The mission was designed by Sage Merrill, Bungie's sandbox designer, whose previous work on Crimson Skies has clearly had an influence.
"We looked at lots of other flight games that were out there," said Tung. "We didn't want to make a flight simulator for Reach, we wanted to make a very accessible, easy-to-use and fun-to-play space mission. Sage did an amazing job in nailing the Saber in that regard."
The Saber boasts regular lasers and targeting missiles, with meters for shield, hull integrity and thruster heat on the HUD. Tense combat ensues in the shadow of the looming presence of Reach, and as a visual spectacle the set-piece is undeniably spectacular.
"The Saber is limited to Campaign," said community writer Eric Osborne. "The whole mission isn't Saber; and there's something after that we're not revealing." Tung added: "You can play four-player co-op and everyone will have their own Saber in campaign."
Reach is Bungie's final game in the series it created, and Tung admitted it is a "sad goodbye" for the studio. "The team is extremely proud of the game. There's always stuff that falls by the wayside, but I think we got everything in that's critical to the game and more."
The studio also confirmed that Reach will not offer Kinect support, Tung explaining: "I wouldn't say it's not suited, but for us Kinect came online when we were already a year and a half into production and it was impossible to think about integrating it at that point."

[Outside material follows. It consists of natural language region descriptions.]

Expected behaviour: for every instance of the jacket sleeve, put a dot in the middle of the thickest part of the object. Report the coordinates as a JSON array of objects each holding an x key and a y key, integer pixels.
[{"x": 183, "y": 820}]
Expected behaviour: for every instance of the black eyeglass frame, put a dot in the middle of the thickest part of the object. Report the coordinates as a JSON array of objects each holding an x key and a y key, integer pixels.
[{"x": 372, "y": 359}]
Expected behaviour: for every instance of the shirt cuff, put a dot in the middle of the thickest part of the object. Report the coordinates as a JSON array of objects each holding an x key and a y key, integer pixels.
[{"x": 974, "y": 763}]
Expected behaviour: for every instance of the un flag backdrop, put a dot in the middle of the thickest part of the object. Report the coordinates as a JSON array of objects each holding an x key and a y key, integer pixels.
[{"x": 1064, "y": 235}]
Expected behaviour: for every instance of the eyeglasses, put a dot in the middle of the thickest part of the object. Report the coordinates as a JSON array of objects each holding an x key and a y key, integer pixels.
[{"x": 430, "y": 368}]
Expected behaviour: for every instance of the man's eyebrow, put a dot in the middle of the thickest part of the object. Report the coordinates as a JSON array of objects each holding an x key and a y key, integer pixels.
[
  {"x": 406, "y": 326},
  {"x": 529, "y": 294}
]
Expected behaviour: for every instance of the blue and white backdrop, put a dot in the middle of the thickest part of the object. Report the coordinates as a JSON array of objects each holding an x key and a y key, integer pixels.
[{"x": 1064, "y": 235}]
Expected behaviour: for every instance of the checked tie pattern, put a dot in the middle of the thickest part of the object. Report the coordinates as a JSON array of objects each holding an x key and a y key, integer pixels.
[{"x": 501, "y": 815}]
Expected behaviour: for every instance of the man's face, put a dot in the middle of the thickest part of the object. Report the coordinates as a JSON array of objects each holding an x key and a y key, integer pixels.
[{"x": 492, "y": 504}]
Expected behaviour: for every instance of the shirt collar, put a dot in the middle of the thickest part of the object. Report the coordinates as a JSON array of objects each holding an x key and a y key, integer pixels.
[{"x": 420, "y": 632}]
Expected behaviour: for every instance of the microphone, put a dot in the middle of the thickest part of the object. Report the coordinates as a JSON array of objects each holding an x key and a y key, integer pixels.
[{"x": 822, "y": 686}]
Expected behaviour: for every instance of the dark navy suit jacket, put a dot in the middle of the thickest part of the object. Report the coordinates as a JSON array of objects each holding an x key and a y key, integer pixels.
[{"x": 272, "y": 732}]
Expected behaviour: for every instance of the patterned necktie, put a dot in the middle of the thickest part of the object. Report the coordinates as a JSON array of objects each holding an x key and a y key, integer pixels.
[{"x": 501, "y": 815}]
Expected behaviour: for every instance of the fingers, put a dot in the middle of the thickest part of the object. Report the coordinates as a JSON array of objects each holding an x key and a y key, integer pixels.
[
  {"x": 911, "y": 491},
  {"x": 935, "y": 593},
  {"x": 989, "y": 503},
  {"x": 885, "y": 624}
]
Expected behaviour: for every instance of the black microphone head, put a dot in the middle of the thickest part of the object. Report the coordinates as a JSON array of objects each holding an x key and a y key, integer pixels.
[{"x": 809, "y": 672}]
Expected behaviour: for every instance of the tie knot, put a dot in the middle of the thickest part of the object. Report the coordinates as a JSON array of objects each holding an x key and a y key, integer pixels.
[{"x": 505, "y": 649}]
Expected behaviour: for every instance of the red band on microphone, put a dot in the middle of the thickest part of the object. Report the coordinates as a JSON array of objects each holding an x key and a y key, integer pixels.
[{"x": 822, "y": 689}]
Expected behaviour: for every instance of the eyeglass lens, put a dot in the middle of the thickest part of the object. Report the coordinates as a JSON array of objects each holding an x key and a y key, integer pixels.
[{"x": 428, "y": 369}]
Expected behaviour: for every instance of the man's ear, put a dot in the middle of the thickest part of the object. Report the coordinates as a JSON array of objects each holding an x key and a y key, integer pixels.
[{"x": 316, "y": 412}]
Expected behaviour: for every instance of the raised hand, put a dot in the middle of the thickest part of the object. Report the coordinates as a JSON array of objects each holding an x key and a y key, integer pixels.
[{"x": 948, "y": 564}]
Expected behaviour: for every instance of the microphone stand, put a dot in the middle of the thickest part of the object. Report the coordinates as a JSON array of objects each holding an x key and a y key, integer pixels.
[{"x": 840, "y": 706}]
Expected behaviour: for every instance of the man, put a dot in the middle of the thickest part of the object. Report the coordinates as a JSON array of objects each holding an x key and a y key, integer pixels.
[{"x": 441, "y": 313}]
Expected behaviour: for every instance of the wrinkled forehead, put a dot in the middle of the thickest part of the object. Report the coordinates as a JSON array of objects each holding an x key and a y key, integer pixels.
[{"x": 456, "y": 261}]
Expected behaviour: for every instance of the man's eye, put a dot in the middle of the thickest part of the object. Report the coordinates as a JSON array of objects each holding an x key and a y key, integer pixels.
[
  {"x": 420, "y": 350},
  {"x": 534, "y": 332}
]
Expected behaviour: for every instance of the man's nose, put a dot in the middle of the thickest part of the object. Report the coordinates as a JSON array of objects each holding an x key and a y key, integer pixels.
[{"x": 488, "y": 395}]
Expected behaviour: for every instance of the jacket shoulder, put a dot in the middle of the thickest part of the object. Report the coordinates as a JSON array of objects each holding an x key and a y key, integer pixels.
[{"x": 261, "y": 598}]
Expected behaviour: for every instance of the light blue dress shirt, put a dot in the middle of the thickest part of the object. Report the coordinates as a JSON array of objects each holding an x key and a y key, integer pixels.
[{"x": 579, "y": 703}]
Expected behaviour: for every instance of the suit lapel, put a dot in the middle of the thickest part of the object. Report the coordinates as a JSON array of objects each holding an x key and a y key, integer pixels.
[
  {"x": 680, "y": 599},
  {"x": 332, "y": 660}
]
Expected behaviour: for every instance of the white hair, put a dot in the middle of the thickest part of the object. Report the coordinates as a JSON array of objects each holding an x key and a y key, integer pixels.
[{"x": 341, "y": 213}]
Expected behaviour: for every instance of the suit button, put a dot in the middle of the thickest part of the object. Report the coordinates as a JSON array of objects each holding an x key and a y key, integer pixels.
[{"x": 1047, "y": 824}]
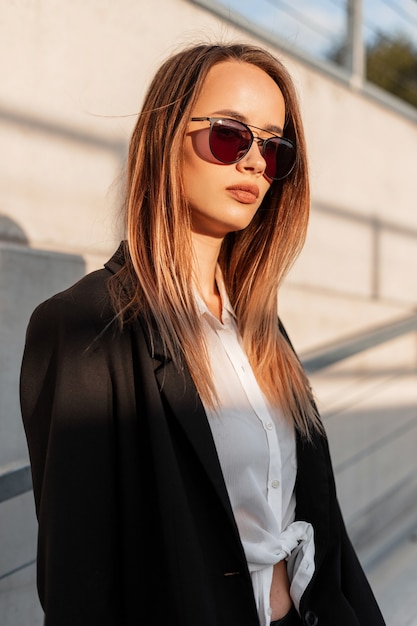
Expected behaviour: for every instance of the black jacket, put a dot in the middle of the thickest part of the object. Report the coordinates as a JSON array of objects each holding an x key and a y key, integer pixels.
[{"x": 135, "y": 524}]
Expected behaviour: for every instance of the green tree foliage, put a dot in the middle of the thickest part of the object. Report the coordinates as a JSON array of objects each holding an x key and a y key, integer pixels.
[{"x": 391, "y": 63}]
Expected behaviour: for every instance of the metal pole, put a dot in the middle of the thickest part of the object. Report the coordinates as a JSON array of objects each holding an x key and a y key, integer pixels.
[{"x": 355, "y": 48}]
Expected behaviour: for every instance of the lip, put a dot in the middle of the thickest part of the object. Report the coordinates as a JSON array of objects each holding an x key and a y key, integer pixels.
[{"x": 245, "y": 193}]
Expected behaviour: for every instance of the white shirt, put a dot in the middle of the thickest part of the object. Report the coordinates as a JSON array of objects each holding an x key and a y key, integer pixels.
[{"x": 257, "y": 453}]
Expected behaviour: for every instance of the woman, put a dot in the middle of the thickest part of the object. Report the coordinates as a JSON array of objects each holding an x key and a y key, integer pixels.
[{"x": 181, "y": 472}]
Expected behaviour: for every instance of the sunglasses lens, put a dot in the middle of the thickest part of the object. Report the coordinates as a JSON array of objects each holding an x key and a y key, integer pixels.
[
  {"x": 279, "y": 155},
  {"x": 229, "y": 140}
]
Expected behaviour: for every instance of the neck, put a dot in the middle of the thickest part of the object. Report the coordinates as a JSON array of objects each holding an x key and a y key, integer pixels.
[{"x": 206, "y": 254}]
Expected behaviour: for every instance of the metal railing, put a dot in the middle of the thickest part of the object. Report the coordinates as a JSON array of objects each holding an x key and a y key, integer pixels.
[{"x": 15, "y": 479}]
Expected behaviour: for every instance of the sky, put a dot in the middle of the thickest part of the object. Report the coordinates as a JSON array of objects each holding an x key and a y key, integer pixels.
[{"x": 316, "y": 26}]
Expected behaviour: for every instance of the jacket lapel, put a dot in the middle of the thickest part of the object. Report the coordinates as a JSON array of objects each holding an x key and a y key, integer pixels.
[{"x": 179, "y": 392}]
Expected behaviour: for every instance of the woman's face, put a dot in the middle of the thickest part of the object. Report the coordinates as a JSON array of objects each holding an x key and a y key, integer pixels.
[{"x": 224, "y": 198}]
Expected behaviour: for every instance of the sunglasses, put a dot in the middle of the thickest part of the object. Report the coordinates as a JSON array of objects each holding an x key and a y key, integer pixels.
[{"x": 230, "y": 141}]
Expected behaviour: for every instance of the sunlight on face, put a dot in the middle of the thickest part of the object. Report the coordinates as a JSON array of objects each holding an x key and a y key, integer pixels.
[{"x": 224, "y": 198}]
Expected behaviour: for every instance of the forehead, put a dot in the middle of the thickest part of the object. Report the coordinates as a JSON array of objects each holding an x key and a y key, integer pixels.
[{"x": 242, "y": 87}]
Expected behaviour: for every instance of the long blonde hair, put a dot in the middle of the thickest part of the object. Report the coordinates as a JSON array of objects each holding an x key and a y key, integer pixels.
[{"x": 155, "y": 282}]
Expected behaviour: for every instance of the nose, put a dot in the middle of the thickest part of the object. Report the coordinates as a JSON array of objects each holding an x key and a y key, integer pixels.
[{"x": 253, "y": 160}]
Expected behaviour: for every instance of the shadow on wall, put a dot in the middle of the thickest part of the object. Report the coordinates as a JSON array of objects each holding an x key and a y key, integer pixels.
[
  {"x": 11, "y": 231},
  {"x": 27, "y": 277}
]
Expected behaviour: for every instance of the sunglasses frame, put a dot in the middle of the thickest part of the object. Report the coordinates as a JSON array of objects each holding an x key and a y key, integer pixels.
[{"x": 262, "y": 143}]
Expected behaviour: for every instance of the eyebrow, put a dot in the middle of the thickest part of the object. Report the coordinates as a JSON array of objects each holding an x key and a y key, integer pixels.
[{"x": 242, "y": 118}]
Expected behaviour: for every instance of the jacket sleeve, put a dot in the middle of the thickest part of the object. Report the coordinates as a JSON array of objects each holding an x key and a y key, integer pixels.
[{"x": 66, "y": 403}]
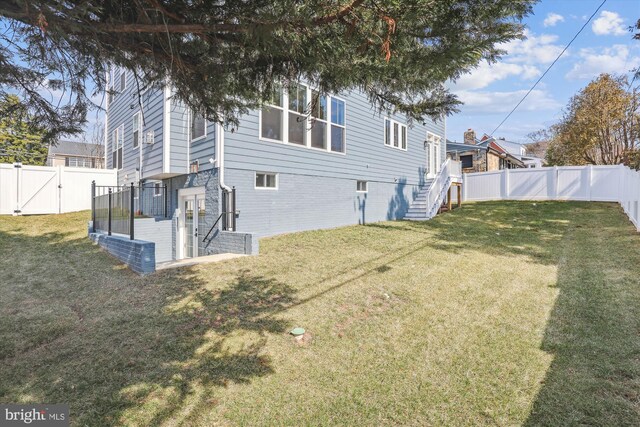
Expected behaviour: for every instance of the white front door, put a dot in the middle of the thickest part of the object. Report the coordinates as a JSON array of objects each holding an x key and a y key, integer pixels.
[{"x": 191, "y": 225}]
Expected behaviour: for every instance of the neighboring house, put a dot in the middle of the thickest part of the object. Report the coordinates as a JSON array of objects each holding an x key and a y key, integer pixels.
[
  {"x": 340, "y": 164},
  {"x": 486, "y": 154},
  {"x": 76, "y": 154}
]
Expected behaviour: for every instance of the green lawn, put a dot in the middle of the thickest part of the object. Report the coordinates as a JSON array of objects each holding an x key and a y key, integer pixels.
[{"x": 509, "y": 313}]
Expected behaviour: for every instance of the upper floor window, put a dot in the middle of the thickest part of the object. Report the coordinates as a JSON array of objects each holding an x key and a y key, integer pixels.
[
  {"x": 137, "y": 129},
  {"x": 432, "y": 138},
  {"x": 198, "y": 127},
  {"x": 395, "y": 134},
  {"x": 302, "y": 116},
  {"x": 266, "y": 180},
  {"x": 116, "y": 147},
  {"x": 338, "y": 128}
]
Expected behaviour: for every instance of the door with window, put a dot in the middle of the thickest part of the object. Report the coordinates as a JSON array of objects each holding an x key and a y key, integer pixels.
[
  {"x": 192, "y": 223},
  {"x": 433, "y": 155}
]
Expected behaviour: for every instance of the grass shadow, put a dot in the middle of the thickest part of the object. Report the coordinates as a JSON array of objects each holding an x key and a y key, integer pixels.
[{"x": 79, "y": 328}]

Once development wraps, Bungie is committed to supporting the game post-launch and, while refusing to be drawn on details, Tung said: "We expect to put the same support into Reach that we did with past games.
"Reach is absolutely a full-fledged project at Bungie. The number of features you're going to see overall is greater than any other project we've shipped."
Halo: Reach comes to Xbox 360 on 14th September.